Thursday, July 31, 2008

A word about monsoons, making plans and criminology

No one knows why anyone does anything. People lack sense, in many things, but can turn around and be very incisive. There is just no telling.

When I was 16 years old, I was attending Brookdale Community College, in Lincroft, for my associate's degree, in the year between finishing high school and joining the service.

I ended up finishing the degree when I was in the service, when I got the time years later. But the early credits were very helpful in this effort.

I was a criminal justice student, and one of the most notable teachers and classes I had were Dr. Ron Sopenhoff's criminology course. I hope I got Dr. Sopenhoff's name right. He was a good teacher, but 27 years goes a long way to misspelling a name.

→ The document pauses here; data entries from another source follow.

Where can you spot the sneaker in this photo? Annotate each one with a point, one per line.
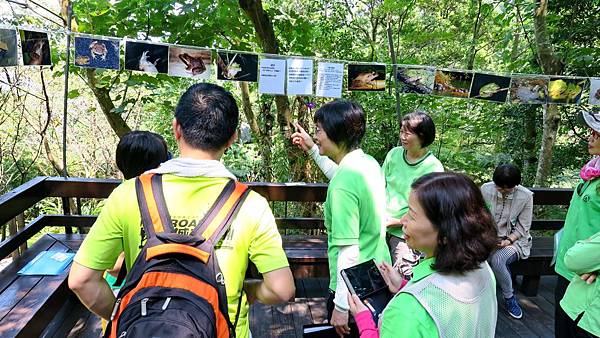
(513, 307)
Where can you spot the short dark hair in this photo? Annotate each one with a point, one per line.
(139, 151)
(208, 116)
(343, 121)
(421, 124)
(466, 230)
(507, 176)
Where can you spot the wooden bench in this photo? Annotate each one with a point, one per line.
(28, 304)
(38, 305)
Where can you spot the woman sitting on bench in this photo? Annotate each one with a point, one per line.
(511, 204)
(452, 292)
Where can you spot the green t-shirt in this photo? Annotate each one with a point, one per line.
(399, 175)
(580, 296)
(253, 234)
(582, 221)
(404, 316)
(354, 211)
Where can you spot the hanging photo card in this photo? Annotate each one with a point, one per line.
(190, 62)
(452, 83)
(146, 57)
(237, 66)
(8, 47)
(272, 76)
(417, 80)
(299, 76)
(330, 79)
(97, 53)
(529, 89)
(594, 91)
(35, 47)
(562, 90)
(369, 77)
(490, 87)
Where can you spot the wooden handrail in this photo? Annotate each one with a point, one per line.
(27, 195)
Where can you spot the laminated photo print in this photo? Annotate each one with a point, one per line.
(190, 62)
(563, 90)
(529, 89)
(233, 66)
(490, 87)
(146, 57)
(366, 77)
(452, 83)
(8, 48)
(35, 48)
(97, 53)
(418, 80)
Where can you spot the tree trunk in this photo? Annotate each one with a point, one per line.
(266, 36)
(529, 141)
(118, 125)
(473, 50)
(551, 121)
(551, 66)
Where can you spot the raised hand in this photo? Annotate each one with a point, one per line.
(301, 138)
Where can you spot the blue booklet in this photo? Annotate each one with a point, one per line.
(48, 263)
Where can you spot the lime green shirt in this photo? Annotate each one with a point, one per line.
(581, 297)
(399, 175)
(354, 211)
(404, 316)
(582, 221)
(253, 234)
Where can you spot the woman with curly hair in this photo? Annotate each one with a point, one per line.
(452, 292)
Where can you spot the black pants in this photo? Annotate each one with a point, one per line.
(564, 326)
(351, 323)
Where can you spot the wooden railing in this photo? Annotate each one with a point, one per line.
(27, 195)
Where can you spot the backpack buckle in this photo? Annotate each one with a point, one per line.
(220, 279)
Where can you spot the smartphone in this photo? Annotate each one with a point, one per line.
(365, 281)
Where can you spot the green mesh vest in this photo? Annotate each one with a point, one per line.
(460, 305)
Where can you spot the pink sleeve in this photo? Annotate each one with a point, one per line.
(366, 325)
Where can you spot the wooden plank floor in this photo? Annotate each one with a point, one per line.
(286, 320)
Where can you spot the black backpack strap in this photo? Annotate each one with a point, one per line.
(121, 276)
(151, 201)
(217, 220)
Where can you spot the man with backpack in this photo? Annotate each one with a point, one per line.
(168, 220)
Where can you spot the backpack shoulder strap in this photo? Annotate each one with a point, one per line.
(217, 220)
(152, 204)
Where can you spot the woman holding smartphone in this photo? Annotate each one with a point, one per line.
(452, 292)
(355, 205)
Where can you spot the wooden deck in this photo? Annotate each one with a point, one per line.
(286, 320)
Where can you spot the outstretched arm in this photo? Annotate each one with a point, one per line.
(91, 288)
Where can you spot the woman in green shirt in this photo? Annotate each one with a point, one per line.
(402, 165)
(582, 221)
(354, 209)
(452, 292)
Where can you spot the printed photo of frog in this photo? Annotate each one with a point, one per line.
(417, 80)
(97, 53)
(189, 62)
(146, 57)
(490, 87)
(594, 91)
(237, 66)
(35, 47)
(8, 48)
(452, 83)
(367, 77)
(566, 90)
(529, 89)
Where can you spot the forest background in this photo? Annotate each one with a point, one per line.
(513, 36)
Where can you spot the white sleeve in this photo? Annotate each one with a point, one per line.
(347, 257)
(327, 165)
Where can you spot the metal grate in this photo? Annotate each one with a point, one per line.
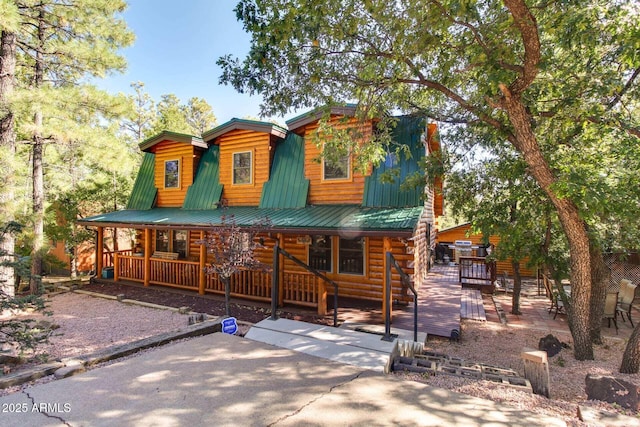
(621, 268)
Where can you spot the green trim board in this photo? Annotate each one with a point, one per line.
(206, 190)
(172, 136)
(243, 124)
(287, 187)
(408, 131)
(143, 195)
(329, 219)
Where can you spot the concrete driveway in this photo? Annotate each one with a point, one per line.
(223, 380)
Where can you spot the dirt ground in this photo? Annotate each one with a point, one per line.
(90, 323)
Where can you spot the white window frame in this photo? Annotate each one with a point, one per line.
(364, 257)
(177, 161)
(233, 168)
(341, 178)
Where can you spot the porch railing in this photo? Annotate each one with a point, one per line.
(108, 257)
(298, 287)
(477, 271)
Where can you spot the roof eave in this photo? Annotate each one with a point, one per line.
(317, 113)
(173, 136)
(252, 125)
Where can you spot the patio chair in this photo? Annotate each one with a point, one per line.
(625, 299)
(610, 309)
(556, 302)
(504, 283)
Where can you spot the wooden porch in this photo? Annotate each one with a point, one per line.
(442, 302)
(299, 288)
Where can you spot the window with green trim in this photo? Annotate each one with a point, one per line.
(351, 256)
(242, 165)
(172, 174)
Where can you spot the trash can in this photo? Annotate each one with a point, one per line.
(107, 273)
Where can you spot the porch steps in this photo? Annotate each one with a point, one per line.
(402, 334)
(365, 350)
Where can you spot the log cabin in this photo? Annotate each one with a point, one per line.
(331, 218)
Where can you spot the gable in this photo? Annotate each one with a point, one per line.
(144, 191)
(408, 131)
(206, 190)
(287, 186)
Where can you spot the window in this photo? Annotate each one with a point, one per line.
(320, 253)
(162, 241)
(337, 169)
(351, 256)
(242, 168)
(173, 241)
(172, 174)
(179, 242)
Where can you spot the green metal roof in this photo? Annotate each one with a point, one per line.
(206, 190)
(317, 113)
(144, 191)
(287, 187)
(254, 125)
(173, 136)
(408, 131)
(329, 219)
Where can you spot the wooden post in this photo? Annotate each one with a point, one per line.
(99, 251)
(116, 266)
(322, 296)
(386, 299)
(203, 263)
(281, 273)
(147, 256)
(536, 370)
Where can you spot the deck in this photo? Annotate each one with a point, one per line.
(441, 304)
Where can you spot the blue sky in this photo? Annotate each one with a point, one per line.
(177, 45)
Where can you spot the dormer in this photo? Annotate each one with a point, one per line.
(246, 152)
(337, 182)
(176, 157)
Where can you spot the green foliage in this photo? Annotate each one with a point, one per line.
(193, 118)
(25, 334)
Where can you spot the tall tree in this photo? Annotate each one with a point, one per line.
(8, 27)
(192, 118)
(199, 115)
(537, 76)
(142, 114)
(61, 43)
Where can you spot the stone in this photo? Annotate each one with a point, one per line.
(68, 371)
(613, 390)
(550, 344)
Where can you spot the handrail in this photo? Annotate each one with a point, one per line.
(406, 281)
(274, 289)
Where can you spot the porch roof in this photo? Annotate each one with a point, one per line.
(326, 219)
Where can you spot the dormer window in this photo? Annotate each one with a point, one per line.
(242, 167)
(338, 168)
(172, 174)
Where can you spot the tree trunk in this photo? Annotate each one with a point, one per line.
(599, 282)
(8, 140)
(38, 170)
(524, 140)
(38, 209)
(517, 287)
(631, 357)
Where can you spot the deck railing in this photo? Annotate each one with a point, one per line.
(298, 287)
(477, 271)
(108, 257)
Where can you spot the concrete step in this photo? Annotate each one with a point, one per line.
(342, 345)
(402, 334)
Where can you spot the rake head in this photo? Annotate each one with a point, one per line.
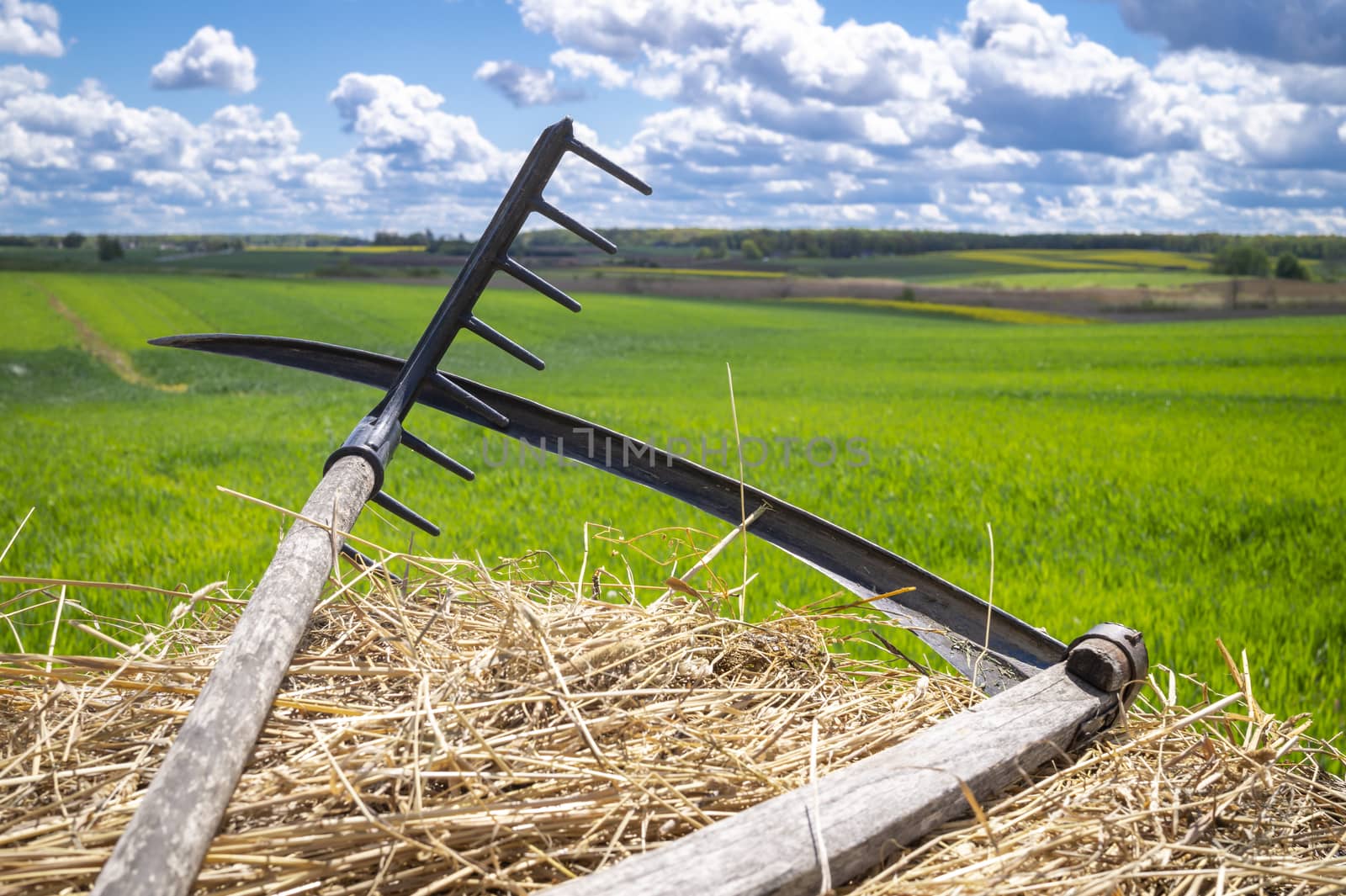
(377, 436)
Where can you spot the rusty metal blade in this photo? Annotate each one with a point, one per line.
(949, 619)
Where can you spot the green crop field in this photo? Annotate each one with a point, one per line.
(1184, 478)
(1023, 268)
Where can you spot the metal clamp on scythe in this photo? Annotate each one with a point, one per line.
(1047, 697)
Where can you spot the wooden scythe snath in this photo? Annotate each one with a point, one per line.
(1047, 697)
(166, 842)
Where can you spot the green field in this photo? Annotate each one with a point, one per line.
(1184, 478)
(1013, 268)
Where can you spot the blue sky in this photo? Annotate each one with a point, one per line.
(995, 114)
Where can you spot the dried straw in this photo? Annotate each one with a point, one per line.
(470, 732)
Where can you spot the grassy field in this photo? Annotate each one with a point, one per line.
(1015, 268)
(1184, 478)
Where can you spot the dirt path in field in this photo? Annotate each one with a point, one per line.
(118, 361)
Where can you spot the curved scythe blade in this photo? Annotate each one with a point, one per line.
(946, 618)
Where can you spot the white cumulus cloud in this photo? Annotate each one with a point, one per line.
(209, 60)
(591, 65)
(30, 29)
(524, 85)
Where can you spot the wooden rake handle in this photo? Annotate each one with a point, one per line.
(847, 822)
(166, 842)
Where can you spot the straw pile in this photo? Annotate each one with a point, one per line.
(470, 732)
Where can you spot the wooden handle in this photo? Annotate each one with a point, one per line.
(166, 842)
(858, 813)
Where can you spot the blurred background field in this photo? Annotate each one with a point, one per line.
(1184, 478)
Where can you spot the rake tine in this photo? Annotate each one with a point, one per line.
(596, 159)
(504, 342)
(531, 278)
(471, 401)
(547, 209)
(431, 453)
(401, 510)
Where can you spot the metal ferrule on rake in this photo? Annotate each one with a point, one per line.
(376, 437)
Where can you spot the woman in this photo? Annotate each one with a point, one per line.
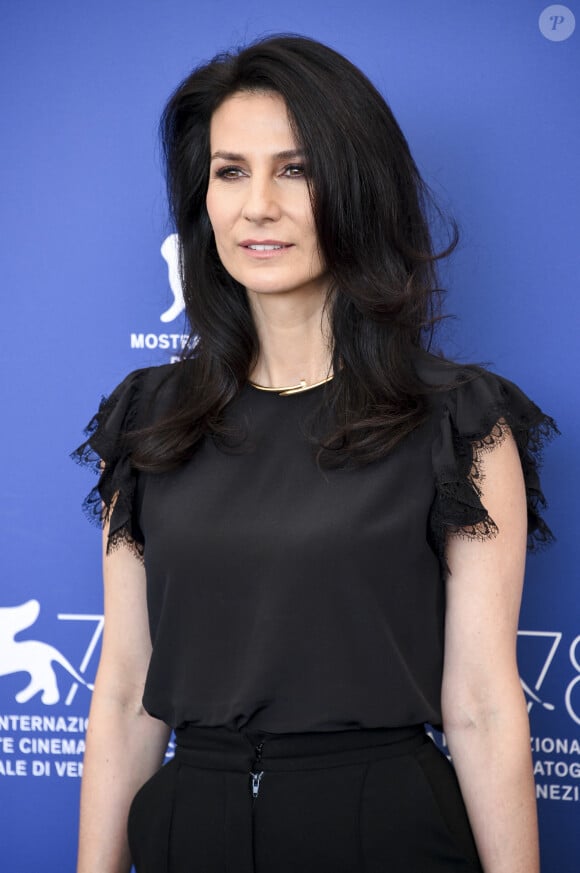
(314, 529)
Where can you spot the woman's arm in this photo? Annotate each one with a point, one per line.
(124, 744)
(484, 711)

Criminology was a mandatory class to graduate, as I recall. But it was also a class that the students generally liked to attend. Why? Because he had the answer to why people commit crimes, of course. Dr. Sopenhoff knew why people did lousy things to one another – absolutely.

So, beginning with Cesara Lombroso's Theory of Criminal Man, then onto Cesara Baccaria's Theory of Crimes of Passion and so on, and so on, Dr. Sopenhoff convinced students, week after week, that the theory we were going over in class was the theory of criminality.

Inevitably, though, Dr. Sopenhoff would come up with a fatal flaw in every theory we studied, after that segment was over, until there didn't seem to be much sense about anything. One minute, the world is nice and orderly, people do things because of such and so. Then the next minute, everyone was back to knowing less than nothing about criminal causation.

Finally, it was the last day of class and some of us, myself included, wanted to know the theory that brings it all together and makes everything crystal clear. Dr. Sopenhoff had the answer to the universe where this was involved and I was sure he was going to enlighten everyone: He did.

"No one knows why anyone does anything," he said. "There are theories but all of them are going to have holes and there is always going to be some variable about why people commit crime, don’t commit crime, sometimes commit crime or might commit crime. But no one knows, really."

'How dare he!' I thought to myself. A plot twist! No one knows why anyone does anything? That's what it is? The most learned men and women studying criminology for so many years, and the sum total of it all is that no one knows why anyone does anything?

That seem to fit with the answer that I got from another institution I attended, though not so regularly – church.

Some people try and stay on the straight and narrow and others do not. Whether someone is wearing an expensive suit or the worst rags on the street, it is not an indicator of what is going on inside someone's head.

In the end, everything is free will and individual desire.

All of that was said to come to the final part of this little commentary: There is a lot going on about race and politics in the Bayshore right now.

I have no idea about why, ultimately, this topic has risen to the surface so powerfully now. Why old wounds are being pulled open between the races is a mystery. Sometimes, things happen simply because they do. Issues like this are as predictable as monsoons in tropical climates. But, like monsoons, usually everyone ends up getting wet because of them.

1 comment:

Art Gallagher said...

You have no idea why? That's easy Jim.

I brought up race and you politized it. End of story.